Researching HTML usage in existing content (was: Re: unifying alternate content across embedded content element types) from Henri Sivonen on 2007-07-15 (public-html@w3.org from July 2007)

From: Henri Sivonen <hsivonen@iki.fi>
Date: Sun, 15 Jul 2007 23:57:57 +0300
To: Jon Barnett <jonbarnett@gmail.com>
Cc: "public-html@w3.org WG" <public-html@w3.org>
Message-Id: <B6A628E0-9619-4A36-8B10-EF5CBF349E91@iki.fi>

On Jul 15, 2007, at 06:28, Jon Barnett wrote:

> Is there a convenient way for me to search the code of existing  
> pages on the web.

As far as I know, there isn't. Some pointers and ideas, though:

So far, Hixie has been doing research using Google-internal  
facilities that others can't use and Philip Taylor (the one of the  
lazyilluminati/canvex fame) has been doing small-scale (top 500 front  
pages and the like) research with (at the moment) private facilities.

As far as I am aware, implementations of the HTML5 parsing algorithm  
are publicly available in Python, Ruby and Java. A tokenizer is  
available in C++. (Hixie uses a Google-private implementation is  
Sawzall.)

For large-scale research, for performance reasons, it is a good idea  
to use an implementation that is written in a non-dynamic language  
and compiles down to native code (either ahead-of-time or just-in- 
time). According to testing by the aforementioned Philip Taylor, Java  
and C++ implementations of the tokenizer are *much* faster than the  
Python impl (which isn't at all surprising).

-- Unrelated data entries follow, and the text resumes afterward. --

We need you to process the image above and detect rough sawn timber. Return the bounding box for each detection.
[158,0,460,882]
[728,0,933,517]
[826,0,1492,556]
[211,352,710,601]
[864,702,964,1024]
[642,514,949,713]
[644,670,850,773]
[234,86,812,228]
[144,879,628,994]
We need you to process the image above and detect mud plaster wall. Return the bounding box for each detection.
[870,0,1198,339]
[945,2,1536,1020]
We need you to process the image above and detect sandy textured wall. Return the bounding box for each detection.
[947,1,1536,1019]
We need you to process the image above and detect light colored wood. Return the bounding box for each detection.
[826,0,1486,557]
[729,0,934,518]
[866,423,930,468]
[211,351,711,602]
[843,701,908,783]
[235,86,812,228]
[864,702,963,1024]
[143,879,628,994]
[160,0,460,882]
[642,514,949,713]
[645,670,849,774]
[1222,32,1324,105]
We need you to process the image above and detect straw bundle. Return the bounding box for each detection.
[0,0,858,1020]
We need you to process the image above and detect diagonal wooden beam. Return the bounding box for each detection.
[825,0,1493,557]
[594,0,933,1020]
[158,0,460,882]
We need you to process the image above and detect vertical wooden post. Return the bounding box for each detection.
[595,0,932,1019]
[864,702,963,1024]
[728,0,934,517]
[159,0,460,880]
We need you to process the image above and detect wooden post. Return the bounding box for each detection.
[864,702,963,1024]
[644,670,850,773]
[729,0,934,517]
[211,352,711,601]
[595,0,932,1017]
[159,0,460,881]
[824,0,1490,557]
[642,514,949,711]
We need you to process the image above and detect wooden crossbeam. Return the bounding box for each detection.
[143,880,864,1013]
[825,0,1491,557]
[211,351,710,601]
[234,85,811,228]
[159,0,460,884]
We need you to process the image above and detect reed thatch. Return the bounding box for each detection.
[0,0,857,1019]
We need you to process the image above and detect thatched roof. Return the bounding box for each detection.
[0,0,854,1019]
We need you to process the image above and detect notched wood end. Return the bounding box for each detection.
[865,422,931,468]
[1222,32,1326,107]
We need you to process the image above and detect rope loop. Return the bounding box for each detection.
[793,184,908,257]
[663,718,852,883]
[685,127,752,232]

Considering availability outside Google, performance and  
completeness, it seems to me that my Java implementation[1] fits the  
survey use case well (Python and [probably] Ruby being slower, the C+ 
+ impl lacking the tree builder and the Sawzall impl being Google- 
private).

I've taken a quick look at spidering frameworks that are available  
for Java. I wouldn't trust anything that uses the JDK HTTP client.  
Heritrix[2], the Internet Archive crawler, looks the most promising  
so far. It uses the Commons HttpClient.

Another approach that seems interesting would be relying on the Alexa  
crawl and not running a crawler of one's own. A survey process  
running in Amazon EC2 could access the Alexa crawl in S3. I'm not  
sure if the crawl results can be read directly or if one has to get a  
handle from an Alexa search query.[3]

[1] http://www.w3.org/mid/C8358BCA-AD14-41A7-A0B4-2D9F21C1E055@iki.fi
[2] http://crawler.archive.org/
[3] http://developer.amazonwebservices.com/connect/entry.jspa? 
externalID=801&categoryID=120

-- 
Henri Sivonen
hsivonen@iki.fi
http://hsivonen.iki.fi/

Received on Sunday, 15 July 2007 20:58:08 UTC